Psychiatric: Anxiety, irritability, mood changes, psychosis.
Visual Disorders: Abnormal accommodation, cataract, eye pain, macular edema, optic neuritis, photopsia, posterior vitreous detachment, retinal hemorrhage, retinal thrombosis, retinal vascular spasm, temporary loss of vision.
Cardiovascular: Arrhythmia, chest pain, edema, hypertension, palpitation, phlebitis, pulmonary embolism, shortness of breath, tachycardia, thrombophlebitis.
Musculoskeletal: Arthralgia, back pain, myalgia.
Hepatic: Transaminases increased, hepatitis.
Neoplasms: Liver (hepatic hemangiosarcoma, liver cell adenoma, hepatocellular carcinoma); breast (fibrocystic disease, breast carcinoma); endometrium (endometrial carcinoma); nervous system (astrocytoma, pituitary tumor, prolactinoma, neurofibromatosis, glioblastoma multiforme, brain abscess); ovary (luteoma of pregnancy, dermoid cyst of the ovary, ovarian carcinoma); trophoblastic (hydatiform mole, choriocarcinoma); miscellaneous (melanoma, myeloma, perianal cysts, renal cell carcinoma, Hodgkin’s lymphoma, tongue carcinoma, bladder carcinoma): and neoplasms of offspring (neuroectodermal tumor, thyroid tumor, hepatoblastoma, lymphocytic leukemia).
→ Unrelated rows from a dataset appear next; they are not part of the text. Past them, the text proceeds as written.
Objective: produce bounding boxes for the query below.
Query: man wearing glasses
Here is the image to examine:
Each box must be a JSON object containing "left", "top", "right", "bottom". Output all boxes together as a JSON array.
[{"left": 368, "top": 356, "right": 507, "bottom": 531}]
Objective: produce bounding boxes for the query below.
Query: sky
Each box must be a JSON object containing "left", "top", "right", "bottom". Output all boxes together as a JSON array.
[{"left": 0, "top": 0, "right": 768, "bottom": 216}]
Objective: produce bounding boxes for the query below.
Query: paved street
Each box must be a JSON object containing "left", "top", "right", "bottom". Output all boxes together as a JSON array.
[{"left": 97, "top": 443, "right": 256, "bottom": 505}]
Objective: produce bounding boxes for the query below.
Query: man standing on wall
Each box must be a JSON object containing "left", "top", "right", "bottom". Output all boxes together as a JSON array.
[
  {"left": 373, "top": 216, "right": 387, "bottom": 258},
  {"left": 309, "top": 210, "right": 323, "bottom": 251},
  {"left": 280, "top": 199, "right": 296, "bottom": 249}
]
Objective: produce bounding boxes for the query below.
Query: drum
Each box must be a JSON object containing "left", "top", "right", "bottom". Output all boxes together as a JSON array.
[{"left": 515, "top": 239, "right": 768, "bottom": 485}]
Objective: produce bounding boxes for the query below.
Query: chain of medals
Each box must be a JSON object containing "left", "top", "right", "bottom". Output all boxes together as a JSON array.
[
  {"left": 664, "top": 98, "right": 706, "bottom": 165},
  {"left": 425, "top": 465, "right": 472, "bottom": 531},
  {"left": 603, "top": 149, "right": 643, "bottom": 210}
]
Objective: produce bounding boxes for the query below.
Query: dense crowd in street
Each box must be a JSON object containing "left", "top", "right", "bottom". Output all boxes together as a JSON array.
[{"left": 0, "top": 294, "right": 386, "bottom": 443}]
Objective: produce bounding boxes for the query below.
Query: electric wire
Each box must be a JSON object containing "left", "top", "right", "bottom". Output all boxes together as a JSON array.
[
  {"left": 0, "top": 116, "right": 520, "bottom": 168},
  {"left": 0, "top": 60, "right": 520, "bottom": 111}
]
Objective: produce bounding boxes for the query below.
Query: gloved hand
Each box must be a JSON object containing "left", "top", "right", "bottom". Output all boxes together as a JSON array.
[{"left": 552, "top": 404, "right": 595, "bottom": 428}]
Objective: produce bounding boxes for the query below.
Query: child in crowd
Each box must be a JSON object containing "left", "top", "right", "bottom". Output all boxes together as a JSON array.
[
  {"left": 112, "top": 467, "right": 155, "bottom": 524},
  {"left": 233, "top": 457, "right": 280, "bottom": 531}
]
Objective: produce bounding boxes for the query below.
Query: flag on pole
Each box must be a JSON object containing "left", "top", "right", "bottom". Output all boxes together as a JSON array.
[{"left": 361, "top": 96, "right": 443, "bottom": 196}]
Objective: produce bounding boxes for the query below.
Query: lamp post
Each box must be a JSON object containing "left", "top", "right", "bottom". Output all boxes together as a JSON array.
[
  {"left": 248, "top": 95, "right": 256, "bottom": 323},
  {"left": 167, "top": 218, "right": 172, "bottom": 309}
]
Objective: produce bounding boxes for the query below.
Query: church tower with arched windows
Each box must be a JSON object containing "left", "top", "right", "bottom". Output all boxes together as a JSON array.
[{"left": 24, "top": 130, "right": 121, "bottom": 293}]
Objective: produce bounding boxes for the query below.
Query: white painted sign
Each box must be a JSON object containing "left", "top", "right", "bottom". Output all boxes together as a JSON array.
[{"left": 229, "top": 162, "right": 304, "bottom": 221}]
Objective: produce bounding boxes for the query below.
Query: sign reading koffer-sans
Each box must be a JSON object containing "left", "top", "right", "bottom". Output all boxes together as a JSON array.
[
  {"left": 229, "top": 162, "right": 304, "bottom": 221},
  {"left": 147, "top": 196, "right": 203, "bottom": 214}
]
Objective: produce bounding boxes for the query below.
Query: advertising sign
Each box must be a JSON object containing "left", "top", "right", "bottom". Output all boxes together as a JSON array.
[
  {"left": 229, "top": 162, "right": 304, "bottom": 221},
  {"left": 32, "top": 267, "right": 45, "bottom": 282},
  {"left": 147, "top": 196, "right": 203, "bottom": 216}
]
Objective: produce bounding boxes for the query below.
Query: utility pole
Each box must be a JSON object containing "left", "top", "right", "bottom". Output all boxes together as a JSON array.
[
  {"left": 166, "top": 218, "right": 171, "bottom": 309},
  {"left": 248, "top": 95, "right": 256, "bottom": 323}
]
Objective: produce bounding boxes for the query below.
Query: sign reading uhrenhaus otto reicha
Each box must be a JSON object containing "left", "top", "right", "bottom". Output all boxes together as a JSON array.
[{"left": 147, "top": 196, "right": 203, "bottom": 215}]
Genitourinary: Endometriosis, ovarian cyst (ovarian enlargement or cysts could, as such, be complicated by adnexal torsion), ovarian hemorrhage, tubal pregnancy, uterine hemorrhage.
Body as a Whole: Fever, tinnitus, weakness.
Other: Leukocytosis, thyroid disorder.
DRUG ABUSE AND DEPENDENCE: Tolerance, abuse, or dependence with clomiPHENE citrate has not been reported.
OVERDOSAGE Signs and Symptoms: Toxic effects accompanying acute overdosage of clomiPHENE citrate have not been reported. Signs and symptoms of overdosage as a result of the use of more than the recommended dose during clomiPHENE citrate therapy include nausea, vomiting, vasomotor flushes, visual blurring, spots or flashes, scotomata, ovarian enlargement with pelvic or abdominal pain.
Oral LD50:The acute oral LD50 of clomiPHENE citrate is 1700 mg/kg in mice and 5750 mg/kg in rats. The toxic dose in humans is not known.
Dialysis: It is not known if clomiPHENE citrate is dialyzable.